Crowded federal, state races

The East Cobb area will be represented in the U.S. House in two seats following reapportionment.

In District 11, GOP incumbent Barry Loudermilk has qualified, and he will have a Democratic foe in the fall.

The redrawn District 6 includes much of East Cobb and stretches into North Fulton, Forsyth and Dawson counties.

The Republican field has nine candidates who have qualified:

  • Jake Evans, attorney
  • Byron Gatewood, self-employed
  • Megan Hanson, attorney
  • Blake Harbin, business owner
  • Rich McCormick, emergency room physician
  • Paulette Smith, retired business executive
  • Mallory Staples, former teacher, homeschooler and small business owner
  • Suzi Voyles, consultant
  • Eugene Yu, retired

    U.S. Sen. Raphael Warnock

The two Democrats running in the 6th District are business owner Bob Christian and international development consultant Wayne White.

U.S. Sen. Raphael Warnock, who was elected in 2020 to fill the remaining two years of the late Johnny Isakson’s term, will be seeking a six-year term. He has an opponent in the Democratic primary, and five Republicans also are running.

They include current Georgia Agriculture Commissioner Gary Black and former UGA football great Herschel Walker.

Gov.

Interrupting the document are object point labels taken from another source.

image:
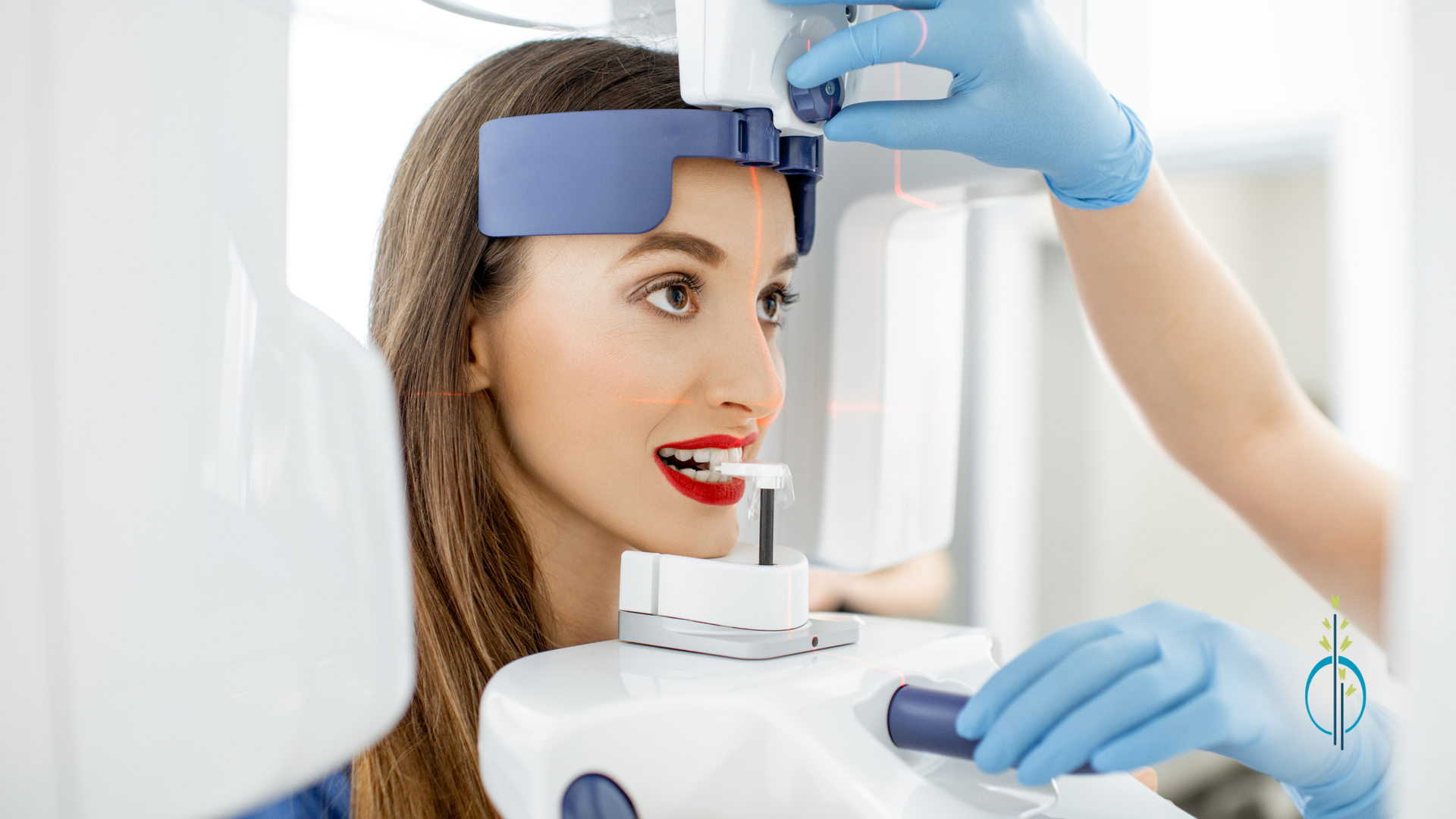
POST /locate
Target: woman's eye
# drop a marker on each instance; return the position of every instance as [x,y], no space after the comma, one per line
[770,305]
[676,299]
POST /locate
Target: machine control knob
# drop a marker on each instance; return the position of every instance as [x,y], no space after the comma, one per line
[924,719]
[593,796]
[817,104]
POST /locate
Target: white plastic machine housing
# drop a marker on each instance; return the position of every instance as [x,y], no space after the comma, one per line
[204,558]
[731,591]
[801,736]
[736,55]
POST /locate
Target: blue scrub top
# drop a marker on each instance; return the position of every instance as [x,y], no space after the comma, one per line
[325,799]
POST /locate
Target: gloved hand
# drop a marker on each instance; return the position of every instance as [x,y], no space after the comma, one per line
[1139,689]
[1021,96]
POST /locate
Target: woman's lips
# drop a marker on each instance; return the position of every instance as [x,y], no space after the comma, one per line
[711,442]
[726,493]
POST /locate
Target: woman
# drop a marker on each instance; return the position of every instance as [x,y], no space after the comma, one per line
[552,394]
[555,395]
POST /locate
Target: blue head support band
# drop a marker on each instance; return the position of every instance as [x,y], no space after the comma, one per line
[612,171]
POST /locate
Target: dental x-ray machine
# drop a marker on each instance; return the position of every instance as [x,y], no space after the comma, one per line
[724,695]
[204,576]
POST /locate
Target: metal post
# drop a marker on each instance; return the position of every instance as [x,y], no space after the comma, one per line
[764,526]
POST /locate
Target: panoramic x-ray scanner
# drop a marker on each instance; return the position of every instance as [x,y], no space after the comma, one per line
[724,695]
[204,577]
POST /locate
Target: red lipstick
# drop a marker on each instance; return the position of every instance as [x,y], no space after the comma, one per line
[712,442]
[727,493]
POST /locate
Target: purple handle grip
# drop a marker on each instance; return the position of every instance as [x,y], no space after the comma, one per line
[924,719]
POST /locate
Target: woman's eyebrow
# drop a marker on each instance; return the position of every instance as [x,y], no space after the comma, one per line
[785,264]
[701,249]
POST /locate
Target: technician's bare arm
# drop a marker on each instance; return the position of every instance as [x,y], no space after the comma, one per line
[1196,356]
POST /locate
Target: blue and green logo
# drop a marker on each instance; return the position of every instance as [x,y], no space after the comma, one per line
[1341,689]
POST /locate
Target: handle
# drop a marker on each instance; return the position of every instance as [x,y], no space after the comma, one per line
[924,719]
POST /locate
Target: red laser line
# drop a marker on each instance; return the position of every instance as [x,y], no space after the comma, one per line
[899,190]
[925,33]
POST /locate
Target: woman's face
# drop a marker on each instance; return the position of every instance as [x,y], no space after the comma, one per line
[620,356]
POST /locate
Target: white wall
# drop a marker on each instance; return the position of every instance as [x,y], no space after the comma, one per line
[362,74]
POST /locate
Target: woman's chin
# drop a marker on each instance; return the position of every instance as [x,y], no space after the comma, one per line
[708,542]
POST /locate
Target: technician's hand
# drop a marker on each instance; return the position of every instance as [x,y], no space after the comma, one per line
[1139,689]
[1021,96]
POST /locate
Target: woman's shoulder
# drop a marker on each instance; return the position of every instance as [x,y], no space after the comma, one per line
[325,799]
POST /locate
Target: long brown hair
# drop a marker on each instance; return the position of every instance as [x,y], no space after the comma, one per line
[478,599]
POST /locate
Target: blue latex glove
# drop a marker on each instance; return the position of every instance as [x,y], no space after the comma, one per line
[1139,689]
[1021,96]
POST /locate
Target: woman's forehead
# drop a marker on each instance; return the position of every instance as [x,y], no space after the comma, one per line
[731,205]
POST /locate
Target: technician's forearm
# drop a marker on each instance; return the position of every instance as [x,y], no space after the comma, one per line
[1193,352]
[1181,334]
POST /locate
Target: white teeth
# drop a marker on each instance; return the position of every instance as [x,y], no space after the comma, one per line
[705,477]
[710,458]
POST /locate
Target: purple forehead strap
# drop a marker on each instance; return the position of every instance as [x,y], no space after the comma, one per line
[612,171]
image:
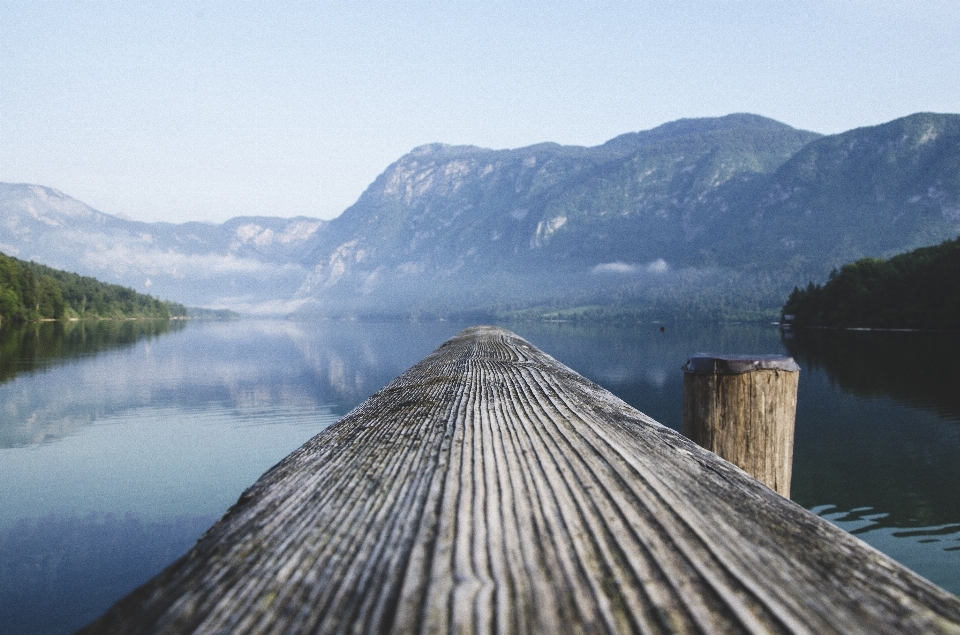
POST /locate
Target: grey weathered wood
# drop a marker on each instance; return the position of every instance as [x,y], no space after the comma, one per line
[490,489]
[743,408]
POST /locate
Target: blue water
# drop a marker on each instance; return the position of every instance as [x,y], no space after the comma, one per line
[116,454]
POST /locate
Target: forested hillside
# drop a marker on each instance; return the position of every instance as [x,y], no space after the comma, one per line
[29,291]
[919,289]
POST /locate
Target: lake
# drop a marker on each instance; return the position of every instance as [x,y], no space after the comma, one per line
[120,443]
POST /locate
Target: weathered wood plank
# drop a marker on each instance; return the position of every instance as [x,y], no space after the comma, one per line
[489,489]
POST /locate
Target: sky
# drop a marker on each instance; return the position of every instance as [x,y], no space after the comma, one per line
[202,111]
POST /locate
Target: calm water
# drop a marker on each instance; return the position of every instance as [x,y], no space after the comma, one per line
[121,444]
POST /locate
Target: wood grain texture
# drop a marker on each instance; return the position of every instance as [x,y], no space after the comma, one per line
[746,418]
[489,489]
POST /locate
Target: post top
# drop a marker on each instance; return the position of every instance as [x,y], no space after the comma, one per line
[707,364]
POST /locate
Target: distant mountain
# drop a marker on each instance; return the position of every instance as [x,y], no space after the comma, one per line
[699,217]
[248,263]
[718,217]
[448,229]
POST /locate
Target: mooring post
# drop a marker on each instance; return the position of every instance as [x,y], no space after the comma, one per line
[491,490]
[742,408]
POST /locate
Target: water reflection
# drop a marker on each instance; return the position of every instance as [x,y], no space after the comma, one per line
[58,571]
[31,347]
[127,455]
[918,369]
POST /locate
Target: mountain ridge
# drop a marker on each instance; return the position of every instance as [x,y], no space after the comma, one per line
[717,217]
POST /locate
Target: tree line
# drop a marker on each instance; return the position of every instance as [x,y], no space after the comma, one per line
[30,292]
[919,289]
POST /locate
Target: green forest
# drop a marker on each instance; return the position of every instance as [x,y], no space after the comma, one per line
[917,290]
[31,292]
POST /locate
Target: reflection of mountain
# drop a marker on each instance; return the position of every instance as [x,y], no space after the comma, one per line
[54,565]
[878,455]
[31,347]
[909,366]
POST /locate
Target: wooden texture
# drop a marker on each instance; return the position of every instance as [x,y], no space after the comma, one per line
[489,489]
[745,417]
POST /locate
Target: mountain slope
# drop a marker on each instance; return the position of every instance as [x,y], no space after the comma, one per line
[712,217]
[247,263]
[464,227]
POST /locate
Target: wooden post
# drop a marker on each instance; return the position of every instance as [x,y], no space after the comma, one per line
[743,409]
[490,489]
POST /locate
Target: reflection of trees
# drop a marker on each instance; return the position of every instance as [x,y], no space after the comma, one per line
[917,368]
[29,347]
[869,457]
[60,572]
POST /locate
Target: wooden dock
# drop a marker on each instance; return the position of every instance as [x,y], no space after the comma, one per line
[490,489]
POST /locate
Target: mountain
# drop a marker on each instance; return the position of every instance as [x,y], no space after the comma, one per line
[717,217]
[248,263]
[448,229]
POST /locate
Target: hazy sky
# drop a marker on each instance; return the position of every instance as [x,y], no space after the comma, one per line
[206,110]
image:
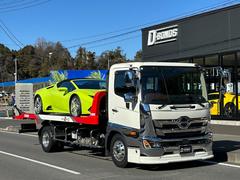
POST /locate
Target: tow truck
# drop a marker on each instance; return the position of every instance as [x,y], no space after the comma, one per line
[151,113]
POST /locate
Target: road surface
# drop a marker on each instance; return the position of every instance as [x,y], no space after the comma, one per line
[22,158]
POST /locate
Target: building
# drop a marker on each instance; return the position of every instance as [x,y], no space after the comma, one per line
[211,39]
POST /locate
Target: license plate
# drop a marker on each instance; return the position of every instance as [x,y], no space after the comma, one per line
[185,149]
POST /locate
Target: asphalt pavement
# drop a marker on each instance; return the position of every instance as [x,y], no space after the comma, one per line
[22,158]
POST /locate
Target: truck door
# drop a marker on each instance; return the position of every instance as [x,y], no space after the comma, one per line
[120,112]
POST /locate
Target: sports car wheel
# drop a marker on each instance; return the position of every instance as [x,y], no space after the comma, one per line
[75,106]
[38,105]
[229,110]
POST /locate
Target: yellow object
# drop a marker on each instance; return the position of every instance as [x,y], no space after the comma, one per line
[229,103]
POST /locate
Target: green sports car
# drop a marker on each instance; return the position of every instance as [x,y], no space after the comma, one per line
[72,96]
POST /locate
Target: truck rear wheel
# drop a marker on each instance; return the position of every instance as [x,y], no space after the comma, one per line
[75,106]
[47,142]
[119,151]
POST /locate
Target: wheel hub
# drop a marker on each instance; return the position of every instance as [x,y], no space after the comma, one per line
[75,107]
[45,139]
[119,150]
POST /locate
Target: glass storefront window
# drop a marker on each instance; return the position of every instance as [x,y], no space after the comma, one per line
[184,61]
[198,61]
[212,60]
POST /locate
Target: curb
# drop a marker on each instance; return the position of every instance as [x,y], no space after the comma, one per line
[6,118]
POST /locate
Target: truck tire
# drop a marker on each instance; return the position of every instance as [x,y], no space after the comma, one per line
[47,142]
[119,151]
[38,107]
[75,106]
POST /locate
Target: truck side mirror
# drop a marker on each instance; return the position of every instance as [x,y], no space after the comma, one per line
[130,97]
[129,79]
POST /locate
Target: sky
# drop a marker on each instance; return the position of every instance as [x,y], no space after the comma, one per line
[86,22]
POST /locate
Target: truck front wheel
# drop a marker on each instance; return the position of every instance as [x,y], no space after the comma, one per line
[119,151]
[47,142]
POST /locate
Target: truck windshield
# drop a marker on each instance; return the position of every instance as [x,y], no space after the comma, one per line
[173,85]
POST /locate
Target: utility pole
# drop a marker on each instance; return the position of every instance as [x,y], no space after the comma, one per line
[15,74]
[108,63]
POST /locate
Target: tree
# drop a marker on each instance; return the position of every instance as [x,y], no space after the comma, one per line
[85,59]
[6,64]
[109,58]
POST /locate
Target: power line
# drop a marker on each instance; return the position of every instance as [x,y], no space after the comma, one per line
[25,7]
[183,15]
[19,5]
[103,39]
[9,32]
[113,42]
[11,2]
[10,36]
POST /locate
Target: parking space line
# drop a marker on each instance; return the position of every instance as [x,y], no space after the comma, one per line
[221,164]
[39,162]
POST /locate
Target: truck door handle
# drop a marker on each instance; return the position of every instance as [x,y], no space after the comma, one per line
[114,110]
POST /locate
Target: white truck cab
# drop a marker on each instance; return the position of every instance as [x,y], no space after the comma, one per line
[157,113]
[151,113]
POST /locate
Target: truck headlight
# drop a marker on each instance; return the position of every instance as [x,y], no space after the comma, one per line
[147,144]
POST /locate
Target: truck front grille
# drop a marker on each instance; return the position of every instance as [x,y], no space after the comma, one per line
[171,129]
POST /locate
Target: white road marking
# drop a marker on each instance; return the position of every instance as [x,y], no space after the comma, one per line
[24,134]
[221,164]
[39,162]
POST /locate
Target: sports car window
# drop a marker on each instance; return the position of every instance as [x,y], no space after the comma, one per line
[90,84]
[68,85]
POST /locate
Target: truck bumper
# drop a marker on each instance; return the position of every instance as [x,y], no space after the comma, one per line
[134,157]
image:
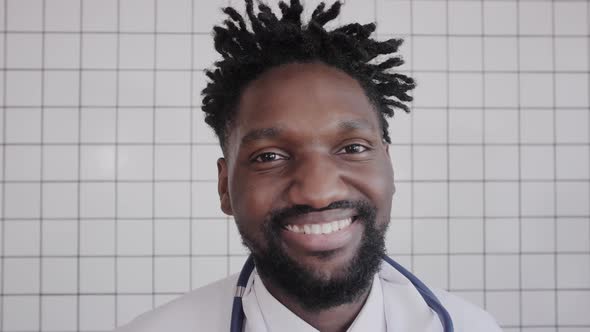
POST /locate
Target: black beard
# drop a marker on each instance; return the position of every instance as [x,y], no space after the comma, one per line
[313,291]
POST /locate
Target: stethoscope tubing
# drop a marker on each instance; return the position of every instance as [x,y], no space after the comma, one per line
[237,316]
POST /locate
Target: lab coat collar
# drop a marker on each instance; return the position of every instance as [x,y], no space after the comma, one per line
[403,307]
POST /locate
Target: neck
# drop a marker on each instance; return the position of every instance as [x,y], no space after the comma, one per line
[335,319]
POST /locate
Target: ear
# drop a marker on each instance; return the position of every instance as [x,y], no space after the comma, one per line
[222,186]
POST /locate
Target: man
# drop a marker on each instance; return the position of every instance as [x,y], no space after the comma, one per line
[300,115]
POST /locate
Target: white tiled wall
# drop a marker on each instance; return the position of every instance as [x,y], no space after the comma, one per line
[108,171]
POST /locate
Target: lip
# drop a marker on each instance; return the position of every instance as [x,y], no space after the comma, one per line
[321,217]
[322,242]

Brian Kemp qualified for re-election Thursday in the Republican primary, which includes former U.S. Sen David Perdue and two others.

One of them is Kandiss Taylor of Baxley, Ga., an educator who has been campaigning with a slogan of “Help Me Save Georgia! Jesus, Guns and Babies.”

Former legislator Stacey Abrams, who lost to Kemp in 2018, is running for governor again and also has a Democratic primary opponent.

Four Republicans and 10 Democrats are vying for lieutenant governor after incumbent Republican Geoff Duncan decided not to run again.

Republican Secretary of State Brad Raffensperger is being opposed in the primary by David Belle Isle, whom he defeated in 2018, and Congressman Jodi Hice.

Incumbent Republican Georgia School Superintendent Richard Woods is getting a primary challenge from John Barge, his predecessor.

On the Democratic side, current Cobb school board member Jaha Howard is one of four candidates in the field.

Cobb Chief Judge challenged

Those running for judgeships in Cobb County are in non-partisan elections.

Cobb Superior Court Judge Ann Harris qualified without opposition. Current Chief Judge Robert Leonard, who has been on the bench since 2010, has two primary opponents in Charles Ford, a public defender in Fulton County, and private attorney Matt McMaster.

Judge Robert Flournoy is retiring from Superior Court and five candidates have qualified:

  • Sonja Brown, Cobb Magistrate judge
  • Daniele Johnson, private attorney
  • James Luttrell, private attorney
  • Taneesha Marshall, regional counsel, Federal Aviation Administration
  • Gerald Moore, private attorney

Cobb State Court incumbent judges Ashley Palmer, Bridgette Campbell Glenn, Jason Fincher and Eric Brewton have qualified without opposition.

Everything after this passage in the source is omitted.